Estos ejemplos nos cuentan la historia de la opinión que la Iglesia tenía durante los primeros siglos respecto al Obispo de Roma. Estos ejemplos son convincentes.
           Otra gracia de un Papa infalible: El rompimiento entre el anglicanismo y el romanismo tuvo lugar en 1570 cuando el Papa Pío V excomulgó a la Reina Isabel I con su Bula "Regnans in Excelsis", que ordenada, además a los fieles romanistas desconocerla como reina y los “liberaba” de su obligaciones de súbditos, como si acaso algún Obispo, por mucho que se haga llamar “Papa”, pudiera hacer tal cosa o tuviera poderes fantásticos y extraordinarios en la vida civil y política de las naciones.
¿Quién rompió entonces, la unidad? ¿La Iglesia de Inglaterra o la de Roma?

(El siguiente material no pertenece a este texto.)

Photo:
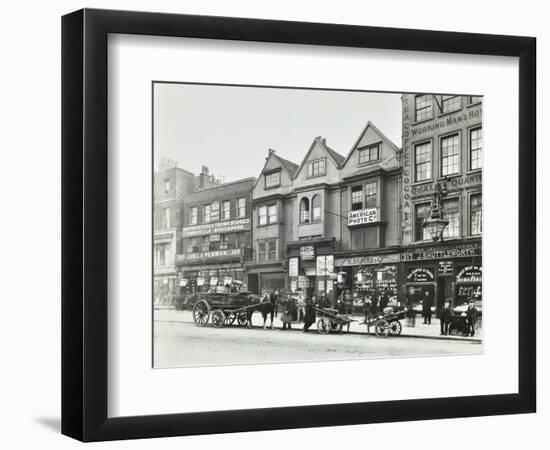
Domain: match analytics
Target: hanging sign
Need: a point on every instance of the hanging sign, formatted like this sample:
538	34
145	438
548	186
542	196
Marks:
420	274
293	267
307	252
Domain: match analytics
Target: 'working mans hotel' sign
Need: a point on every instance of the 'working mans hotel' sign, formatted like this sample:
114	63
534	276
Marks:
362	216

               En estricto sentido fue la Iglesia de Roma la que se separó de la Iglesia de Inglaterra y la que causó con ello el cisma. La Bula, “excomulgó” a la Reina Isabel I, pero al hacerlo, rompió la unidad con la Iglesia de Inglaterra, cuyo jefe temporal era dicha Reina. Un libro católico romano dice textualmente: San Pío V .... Durante muchos años acarició la esperanza de ganar a la fe a Isabel de Inglaterra, pero en 1570 publicó contra ella una Bula de excomunión (“Regnans in Excelsis”), por la que dispensaba a los súbditos de la obligación de prestarle obediencia y les prohibía reconocerla como soberana. Fue este un error de juicio, ciertamente, pero se explica por el desconocimiento de las circunstancias reales de Inglaterra y de  los sentimientos del pueblo”. [9]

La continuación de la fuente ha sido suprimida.